2. No dia 21.1.2011, o Chefe do Serviço de Finanças ... proferiu projecto de decisão de indeferimento do pedido referido em 1., com os seguintes fundamentos:
“(…)
Na dedução à colecta foram utilizados pec’s de anos anteriores e do próprio exercício.
No entanto, não tendo sido dado cumprimento ao estipulado na al. b) do nº 3 do art. 93º do CIRC, com a redacção dada pelo nº 3 do art. 26º da Lei nº 32-B/2002, da 30 de Dezembro, actualizado com a redacção dada pela Lei nº 3-B/2010, de 28.4 (Orçamento do Estado para 2010) não foram cumpridos os requisitos necessários.
Em face do exposto, sou de opinião que se deverá indeferir o pretendido (…). (fls. 16 a 17 do PA).
3. Por ofício datado de 27.1.2011, enviado sob registo postal, foi a autora notificada do projecto de decisão, para exercer o direito de audição prévia (fls. 28 e 19 do PA).
4. Por decisão proferida em 22.2.2011, do Chefe do Serviço de Finanças ..., foi indeferido o pedido de reembolso (fls. 20 do PA).

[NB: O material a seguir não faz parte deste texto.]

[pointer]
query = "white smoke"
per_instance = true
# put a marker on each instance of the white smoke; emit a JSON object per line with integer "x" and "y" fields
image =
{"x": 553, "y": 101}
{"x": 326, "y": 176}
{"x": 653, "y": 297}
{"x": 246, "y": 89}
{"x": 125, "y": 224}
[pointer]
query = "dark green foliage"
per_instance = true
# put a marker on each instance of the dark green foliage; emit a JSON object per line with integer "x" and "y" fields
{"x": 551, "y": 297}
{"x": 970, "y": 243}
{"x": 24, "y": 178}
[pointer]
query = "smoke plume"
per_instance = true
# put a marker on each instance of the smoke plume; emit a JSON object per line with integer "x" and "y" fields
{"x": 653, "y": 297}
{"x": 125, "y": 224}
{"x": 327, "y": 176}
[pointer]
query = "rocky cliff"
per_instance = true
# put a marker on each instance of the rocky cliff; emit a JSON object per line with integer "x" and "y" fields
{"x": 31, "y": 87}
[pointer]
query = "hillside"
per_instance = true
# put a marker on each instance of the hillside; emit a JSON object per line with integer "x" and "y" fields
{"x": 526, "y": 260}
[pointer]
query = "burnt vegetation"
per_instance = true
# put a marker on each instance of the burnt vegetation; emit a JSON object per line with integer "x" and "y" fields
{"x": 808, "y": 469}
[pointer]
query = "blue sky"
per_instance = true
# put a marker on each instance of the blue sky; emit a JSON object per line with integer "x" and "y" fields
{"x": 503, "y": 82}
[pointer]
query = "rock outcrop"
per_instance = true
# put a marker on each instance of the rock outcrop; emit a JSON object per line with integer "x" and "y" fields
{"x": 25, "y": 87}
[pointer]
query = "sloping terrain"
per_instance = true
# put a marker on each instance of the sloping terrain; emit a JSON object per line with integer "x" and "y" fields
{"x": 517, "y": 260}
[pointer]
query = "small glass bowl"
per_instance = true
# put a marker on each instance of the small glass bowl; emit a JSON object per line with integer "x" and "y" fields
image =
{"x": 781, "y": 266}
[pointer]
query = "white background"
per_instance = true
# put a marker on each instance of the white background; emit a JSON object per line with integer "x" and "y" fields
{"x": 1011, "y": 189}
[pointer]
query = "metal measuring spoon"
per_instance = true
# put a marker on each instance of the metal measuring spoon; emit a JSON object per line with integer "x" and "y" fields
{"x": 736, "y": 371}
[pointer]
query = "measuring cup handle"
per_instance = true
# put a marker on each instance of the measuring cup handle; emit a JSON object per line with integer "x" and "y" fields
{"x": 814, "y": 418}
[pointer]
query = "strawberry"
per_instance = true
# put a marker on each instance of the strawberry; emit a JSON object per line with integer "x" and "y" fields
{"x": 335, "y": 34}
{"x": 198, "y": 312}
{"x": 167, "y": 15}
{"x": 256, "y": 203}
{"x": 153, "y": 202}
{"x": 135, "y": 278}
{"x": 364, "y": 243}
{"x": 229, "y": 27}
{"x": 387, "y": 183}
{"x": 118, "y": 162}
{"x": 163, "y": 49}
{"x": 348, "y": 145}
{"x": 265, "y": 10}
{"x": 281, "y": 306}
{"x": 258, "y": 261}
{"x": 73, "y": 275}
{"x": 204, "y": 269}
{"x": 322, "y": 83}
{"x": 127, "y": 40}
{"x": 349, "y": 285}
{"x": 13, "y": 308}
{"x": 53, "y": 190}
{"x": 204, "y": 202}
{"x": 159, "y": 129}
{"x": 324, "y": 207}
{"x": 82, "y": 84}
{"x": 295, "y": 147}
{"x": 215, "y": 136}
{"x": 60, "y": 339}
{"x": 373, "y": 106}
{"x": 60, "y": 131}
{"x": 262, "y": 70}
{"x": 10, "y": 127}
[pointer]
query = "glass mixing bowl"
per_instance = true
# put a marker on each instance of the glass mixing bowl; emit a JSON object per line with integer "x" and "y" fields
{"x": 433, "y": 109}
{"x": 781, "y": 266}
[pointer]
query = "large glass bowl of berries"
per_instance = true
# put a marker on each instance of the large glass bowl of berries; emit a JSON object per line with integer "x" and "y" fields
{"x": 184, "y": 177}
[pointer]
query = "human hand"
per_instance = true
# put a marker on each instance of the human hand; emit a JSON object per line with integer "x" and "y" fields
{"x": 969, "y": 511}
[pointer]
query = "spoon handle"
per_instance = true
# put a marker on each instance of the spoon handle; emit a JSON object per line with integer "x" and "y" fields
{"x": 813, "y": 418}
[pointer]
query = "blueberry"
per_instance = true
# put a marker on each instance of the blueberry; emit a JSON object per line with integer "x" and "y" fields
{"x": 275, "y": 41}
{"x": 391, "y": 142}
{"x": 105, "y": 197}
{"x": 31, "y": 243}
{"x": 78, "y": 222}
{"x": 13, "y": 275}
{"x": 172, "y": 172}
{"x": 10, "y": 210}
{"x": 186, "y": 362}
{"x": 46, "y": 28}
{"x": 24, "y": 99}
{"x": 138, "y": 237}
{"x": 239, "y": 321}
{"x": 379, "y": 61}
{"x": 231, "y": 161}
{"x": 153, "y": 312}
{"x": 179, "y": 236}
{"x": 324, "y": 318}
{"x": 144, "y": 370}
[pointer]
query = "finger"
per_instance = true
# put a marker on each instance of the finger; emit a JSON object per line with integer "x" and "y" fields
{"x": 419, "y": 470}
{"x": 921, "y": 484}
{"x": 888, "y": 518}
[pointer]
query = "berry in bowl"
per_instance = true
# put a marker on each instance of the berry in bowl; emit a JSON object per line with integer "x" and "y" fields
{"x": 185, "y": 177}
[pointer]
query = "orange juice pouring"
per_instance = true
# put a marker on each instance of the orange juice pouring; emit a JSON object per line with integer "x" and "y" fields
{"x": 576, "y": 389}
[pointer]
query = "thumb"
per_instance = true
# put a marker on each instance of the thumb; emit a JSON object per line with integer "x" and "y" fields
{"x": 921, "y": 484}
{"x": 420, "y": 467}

5. A decisão referida em 3., foi notificada à autora, por ofício datado de 23.2.2011, enviado por via postal registada e aviso de recepção, assinado em1.3.2011 (fls. 21 a 23 do PA).
Factos não Provados:
Inexistem factos não provados com relevância para a decisão a proferir.
Motivação:
A convicção do tribunal baseou-se nos documentos constantes dos autos e do processo administrativo, como se indicou ao longo dos factos provados.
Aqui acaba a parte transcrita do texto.